Assim, é possível concluir que a adoção indiscriminada e em larga escala da modalidade virtual de atendimento, sendo 100% digital, sem a possibilidade de acesso por parte das(os) usuárias(os) ao atendimento presencial nas agências do INSS, leva milhões de brasileiras(os) a ter os seus direitos negados já a partir das dificuldades iniciais de acesso ao atendimento presencial, ou seja, de nem sequer poder solicitar o benefício pleiteado junto a esse órgão público. O fato se agrava ainda mais quando a pessoa que requer um benefício junto ao INSS se encontra em situação de pobreza, é idosa, mora nas regiões Norte e Nordeste do país, na zona rural ou em áreas periféricas dos grandes e médios centros urbanos, não tendo a necessária infraestrutura de acesso ao mundo digital.

Nesse cenário, o Serviço Social na previdência não tem passado incólume a tais processos. As mudanças institucionais, por pressão e imposição ou por adesão acrítica e “voluntária”, têm levado parte da categoria profissional dos assistentes sociais a não apenas assumir e concordar com essas alterações, mas também a defendê-las, operacionalizá-las e geri-las. Essa postura profissional, frente a uma nítida e insidiosa corrosão do sistema público de previdência social no Brasil, ao longo dos últimos anos, tem sido adotada em nome do culto ao personalismo de valores e interesses individuais, o que esbarra frontalmente no projeto societário historicamente defendido na Matriz, conforme será analisado a seguir.

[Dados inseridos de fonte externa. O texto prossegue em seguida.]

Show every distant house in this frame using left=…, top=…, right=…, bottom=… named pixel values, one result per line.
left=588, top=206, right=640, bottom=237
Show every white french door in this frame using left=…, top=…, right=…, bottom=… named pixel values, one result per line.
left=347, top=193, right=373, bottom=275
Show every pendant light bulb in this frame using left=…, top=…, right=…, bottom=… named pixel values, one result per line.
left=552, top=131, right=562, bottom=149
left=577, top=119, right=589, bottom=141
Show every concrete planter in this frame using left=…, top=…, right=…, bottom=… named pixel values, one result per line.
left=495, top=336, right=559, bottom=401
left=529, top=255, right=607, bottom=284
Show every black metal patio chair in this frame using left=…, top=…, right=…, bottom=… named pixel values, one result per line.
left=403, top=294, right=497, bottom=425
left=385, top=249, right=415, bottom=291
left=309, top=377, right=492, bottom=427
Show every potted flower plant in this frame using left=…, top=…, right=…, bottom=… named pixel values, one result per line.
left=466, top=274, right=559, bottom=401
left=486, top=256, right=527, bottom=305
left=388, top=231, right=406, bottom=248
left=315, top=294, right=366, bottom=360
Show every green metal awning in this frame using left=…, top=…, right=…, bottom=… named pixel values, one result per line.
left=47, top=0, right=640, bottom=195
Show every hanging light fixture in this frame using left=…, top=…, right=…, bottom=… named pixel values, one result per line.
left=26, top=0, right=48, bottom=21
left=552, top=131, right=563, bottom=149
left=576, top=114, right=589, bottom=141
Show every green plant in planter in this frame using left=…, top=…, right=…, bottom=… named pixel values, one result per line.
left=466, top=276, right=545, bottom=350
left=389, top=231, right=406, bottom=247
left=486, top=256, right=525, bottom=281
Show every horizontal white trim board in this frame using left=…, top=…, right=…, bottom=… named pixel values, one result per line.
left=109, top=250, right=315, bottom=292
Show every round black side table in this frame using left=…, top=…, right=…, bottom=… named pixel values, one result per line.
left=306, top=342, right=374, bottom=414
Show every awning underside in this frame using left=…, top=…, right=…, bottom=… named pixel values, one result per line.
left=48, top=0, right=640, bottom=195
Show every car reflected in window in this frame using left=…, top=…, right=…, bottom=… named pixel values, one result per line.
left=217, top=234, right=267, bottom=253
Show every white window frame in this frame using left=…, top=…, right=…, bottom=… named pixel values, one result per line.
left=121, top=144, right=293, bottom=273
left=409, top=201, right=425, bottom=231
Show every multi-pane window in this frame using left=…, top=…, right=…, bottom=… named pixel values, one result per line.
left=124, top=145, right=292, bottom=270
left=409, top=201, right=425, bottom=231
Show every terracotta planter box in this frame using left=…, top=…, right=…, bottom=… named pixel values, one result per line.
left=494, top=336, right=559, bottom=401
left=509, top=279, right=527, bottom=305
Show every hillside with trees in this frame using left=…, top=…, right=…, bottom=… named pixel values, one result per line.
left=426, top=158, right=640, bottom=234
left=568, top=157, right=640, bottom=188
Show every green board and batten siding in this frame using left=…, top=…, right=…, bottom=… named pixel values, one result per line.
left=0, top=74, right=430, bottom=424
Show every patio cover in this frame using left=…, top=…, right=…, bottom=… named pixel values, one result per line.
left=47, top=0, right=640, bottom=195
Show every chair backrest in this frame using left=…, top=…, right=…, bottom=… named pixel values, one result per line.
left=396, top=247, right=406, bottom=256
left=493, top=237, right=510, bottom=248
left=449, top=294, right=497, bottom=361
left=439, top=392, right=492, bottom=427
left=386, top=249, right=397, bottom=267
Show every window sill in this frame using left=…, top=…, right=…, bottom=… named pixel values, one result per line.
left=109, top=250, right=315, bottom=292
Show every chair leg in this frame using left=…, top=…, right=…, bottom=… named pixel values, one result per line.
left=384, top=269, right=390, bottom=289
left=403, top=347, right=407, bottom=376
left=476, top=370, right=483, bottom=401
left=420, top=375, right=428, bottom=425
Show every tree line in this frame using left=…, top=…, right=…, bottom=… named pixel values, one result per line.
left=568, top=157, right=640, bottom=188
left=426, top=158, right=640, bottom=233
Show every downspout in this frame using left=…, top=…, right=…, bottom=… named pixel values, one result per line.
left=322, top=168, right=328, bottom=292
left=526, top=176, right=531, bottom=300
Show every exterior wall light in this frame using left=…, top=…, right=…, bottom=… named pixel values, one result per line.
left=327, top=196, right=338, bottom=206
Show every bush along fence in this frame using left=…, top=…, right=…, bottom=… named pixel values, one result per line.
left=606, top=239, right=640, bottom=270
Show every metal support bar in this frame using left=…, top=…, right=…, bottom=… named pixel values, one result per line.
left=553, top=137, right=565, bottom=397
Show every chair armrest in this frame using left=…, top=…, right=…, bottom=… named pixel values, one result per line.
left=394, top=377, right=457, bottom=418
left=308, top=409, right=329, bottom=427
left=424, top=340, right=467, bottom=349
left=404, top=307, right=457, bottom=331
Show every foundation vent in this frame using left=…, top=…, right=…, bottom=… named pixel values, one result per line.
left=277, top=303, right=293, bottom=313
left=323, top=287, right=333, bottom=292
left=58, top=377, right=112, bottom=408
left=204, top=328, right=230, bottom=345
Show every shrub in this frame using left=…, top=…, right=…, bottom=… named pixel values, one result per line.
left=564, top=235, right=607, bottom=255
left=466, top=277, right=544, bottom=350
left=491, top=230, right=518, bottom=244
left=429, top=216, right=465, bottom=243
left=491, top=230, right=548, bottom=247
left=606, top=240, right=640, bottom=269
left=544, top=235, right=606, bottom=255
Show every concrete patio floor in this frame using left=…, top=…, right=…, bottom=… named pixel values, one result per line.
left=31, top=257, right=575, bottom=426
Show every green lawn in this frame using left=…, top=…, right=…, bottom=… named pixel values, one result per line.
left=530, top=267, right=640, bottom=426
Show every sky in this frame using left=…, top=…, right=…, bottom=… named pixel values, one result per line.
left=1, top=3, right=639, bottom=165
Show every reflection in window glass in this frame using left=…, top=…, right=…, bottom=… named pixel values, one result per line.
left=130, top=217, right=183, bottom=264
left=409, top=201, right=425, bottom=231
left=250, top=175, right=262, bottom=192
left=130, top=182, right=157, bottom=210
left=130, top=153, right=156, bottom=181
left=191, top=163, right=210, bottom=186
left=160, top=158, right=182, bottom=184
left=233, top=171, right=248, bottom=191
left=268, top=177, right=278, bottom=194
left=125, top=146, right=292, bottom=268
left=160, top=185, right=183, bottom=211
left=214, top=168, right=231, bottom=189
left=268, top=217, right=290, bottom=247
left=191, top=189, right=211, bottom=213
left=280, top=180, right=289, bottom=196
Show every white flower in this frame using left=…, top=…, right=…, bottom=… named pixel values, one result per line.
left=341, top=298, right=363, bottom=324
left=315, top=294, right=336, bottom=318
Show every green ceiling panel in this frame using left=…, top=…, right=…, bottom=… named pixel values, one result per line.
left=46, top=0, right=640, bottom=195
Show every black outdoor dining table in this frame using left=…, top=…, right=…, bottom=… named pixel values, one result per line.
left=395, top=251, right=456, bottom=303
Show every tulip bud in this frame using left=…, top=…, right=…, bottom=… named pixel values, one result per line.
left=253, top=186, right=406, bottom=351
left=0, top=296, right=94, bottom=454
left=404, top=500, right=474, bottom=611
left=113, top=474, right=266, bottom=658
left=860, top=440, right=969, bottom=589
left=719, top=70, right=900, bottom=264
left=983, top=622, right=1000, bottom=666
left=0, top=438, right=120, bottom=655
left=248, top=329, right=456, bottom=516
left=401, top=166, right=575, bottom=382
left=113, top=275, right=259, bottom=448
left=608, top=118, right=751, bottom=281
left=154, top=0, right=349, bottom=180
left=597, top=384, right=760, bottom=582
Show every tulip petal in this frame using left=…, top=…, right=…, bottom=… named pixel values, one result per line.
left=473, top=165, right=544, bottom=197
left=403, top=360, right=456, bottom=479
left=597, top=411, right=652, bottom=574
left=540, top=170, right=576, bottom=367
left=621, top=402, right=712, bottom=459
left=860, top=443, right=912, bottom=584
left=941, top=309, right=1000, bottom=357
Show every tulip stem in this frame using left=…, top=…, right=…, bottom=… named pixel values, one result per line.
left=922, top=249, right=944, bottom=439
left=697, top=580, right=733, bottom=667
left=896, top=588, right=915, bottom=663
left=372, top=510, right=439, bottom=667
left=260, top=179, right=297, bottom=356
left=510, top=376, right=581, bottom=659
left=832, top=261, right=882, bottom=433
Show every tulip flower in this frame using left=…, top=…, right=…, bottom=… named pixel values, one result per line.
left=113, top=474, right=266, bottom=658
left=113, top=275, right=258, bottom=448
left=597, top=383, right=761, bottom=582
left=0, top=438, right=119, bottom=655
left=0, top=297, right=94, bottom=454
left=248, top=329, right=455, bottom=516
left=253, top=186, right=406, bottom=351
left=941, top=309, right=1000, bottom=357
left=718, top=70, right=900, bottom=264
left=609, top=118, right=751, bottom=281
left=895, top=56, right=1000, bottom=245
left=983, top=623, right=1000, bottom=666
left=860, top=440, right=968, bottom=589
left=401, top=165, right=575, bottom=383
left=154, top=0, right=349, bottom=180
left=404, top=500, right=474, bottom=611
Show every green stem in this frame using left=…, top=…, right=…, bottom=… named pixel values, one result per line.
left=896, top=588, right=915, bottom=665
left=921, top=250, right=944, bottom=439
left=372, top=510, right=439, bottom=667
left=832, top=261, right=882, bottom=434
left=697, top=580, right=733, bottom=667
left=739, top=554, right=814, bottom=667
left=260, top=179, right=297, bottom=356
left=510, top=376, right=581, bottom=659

3. Disputas de projeto profissional e aprofundamento da tendência regressiva ética do Serviço Social na previdência

O exame prévio das duas seções anteriores é necessária para compreender e analisar criticamente o atual momento vivenciado pelo Serviço Social na previdência social brasileira. O projeto profissional, intencionado pela Matriz e pelas forças renovadoras que a inspiraram no lastro das últimas três décadas, tem esbarrado em um cenário de aprofundamento do projeto neoliberal na previdência social brasileira e, consequentemente, na própria gestão do INSS. Mesmo com a derrota eleitoral de Bolsonaro, em 2022, tem-se contemporaneamente um contexto bastante desafiador. O governo Lula, que deu face nova e recuperou, dentro de uma perspectiva progressista, parte expressiva das políticas sociais fundamentais e seus respectivos Ministérios, a exemplo do Meio Ambiente, dos Direitos Humanos, da Igualdade Racial, dos Povos Indígenas, das Mulheres e da Saúde, ainda não conseguiu imprimir a mesma mudança na previdência social.6 6 Não obstante algumas posições importantes defendidas pessoalmente pelo próprio ministro da Previdência Social, Carlos Lupi, a exemplo da reversão da contrarreforma da previdência, realizada durante o governo Bolsonaro; da redução de juros bancários para aposentados que contraem o crédito consignado; da realização de concursos públicos; bem como de sua defesa pelo retorno do atendimento presencial e humanizado nas agências da previdência social, no INSS, grande parte dos projetos de reestruturação produtiva e gerencialistas, adotados durante os governos Temer e Bolsonaro, ainda continuam a ser desenvolvidos.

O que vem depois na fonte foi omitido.